A 2007 report from the National Energy Technology Laboratory (NETL) concluded that a $5 billion investment in a commercial-scale coal-to-liquid facility located near coal deposits would pay itself off with oil priced at just $61 a barrel, including the cost of equipment to capture and compress carbon dioxide for injection into a pipeline. The estimate does not include the cost of burying the carbon dioxide or transporting the fuel to its markets. At least two synthetic-fuel production facilities were planned in the US, by Rentech and Baard Energy, intended to capture carbon dioxide that is released during the synthesis process and use it in enhanced oil recovery by injecting it into nearby oil fields. But nothing happened.
Things may change now.
H.R.1540 -- National Defense Authorization Act for Fiscal Year 2012 passed House on 26 May 2011.


Section 526 of the Energy Independence and Security Act of 2007 (Public Law 110-140; 42 U.S.C. 17142) is amended by adding at the end the following: `This section shall not apply to the Department of Defense.'.

If the US in general and the US military forces in particular really want to reduce their dependence on imported fuel this amendment is a good was forward.

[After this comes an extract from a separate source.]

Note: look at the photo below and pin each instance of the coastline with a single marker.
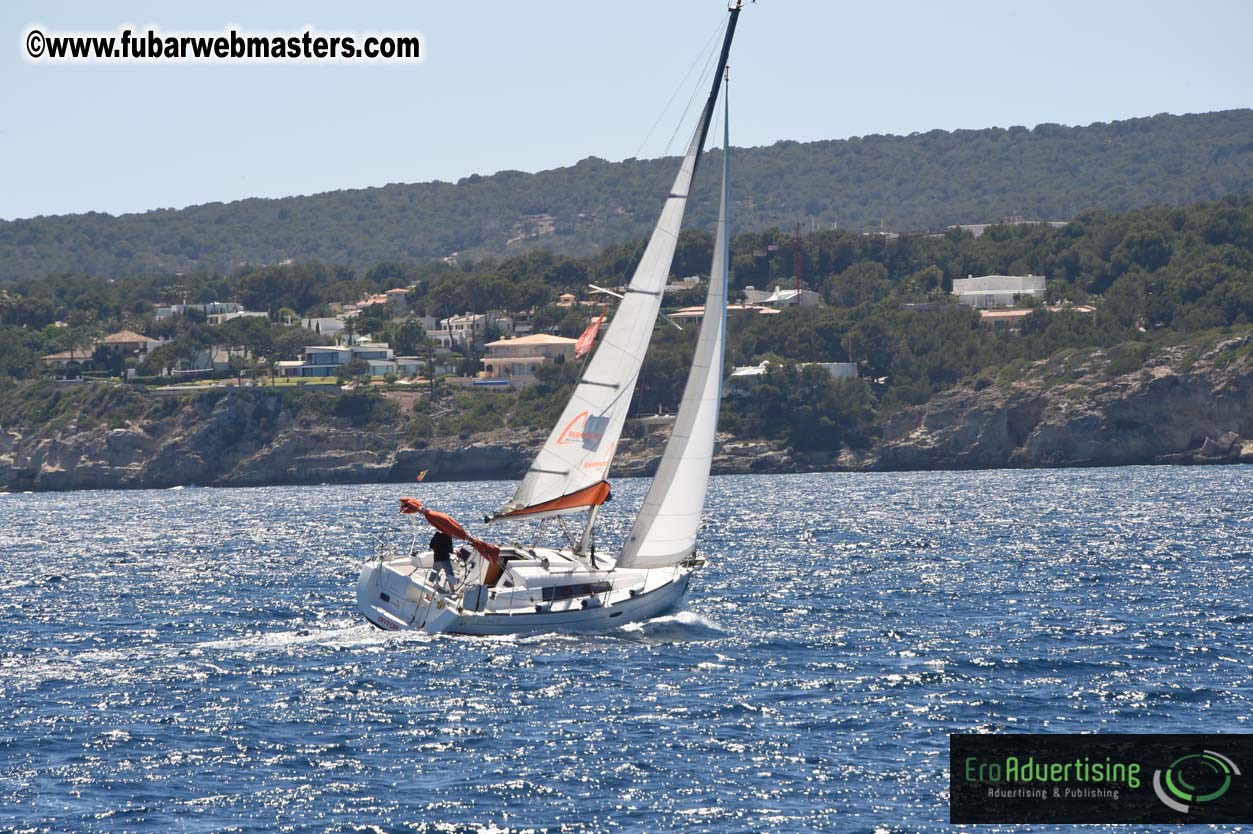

But not many people think like that.

For instance, in their piece appeared in The Hill on 27 May 2011, retired Lt. General Norman R. Seip and co-founder of Environmental Entrepreneurs, Nicole Lederer, stress that
“Removing Section 526 would be a step backward for U.S. security and clean energy innovation (….) repealing Section 526 will sidetrack the process already underway at the Pentagon and simultaneously shatter any semblance of certainty in the commercial marketplace. Repeal would discourage innovation and force the military in to a deepening dependence on dirty fossil fuels with a giant price tag in lives and treasure. The military knows there are better options, and so does Congress. They should preserve Section 526.”
No Sir! This blind green mania and discrimination of alternative technologies based on dubious groundings must stop. Congress should go ahead with the change.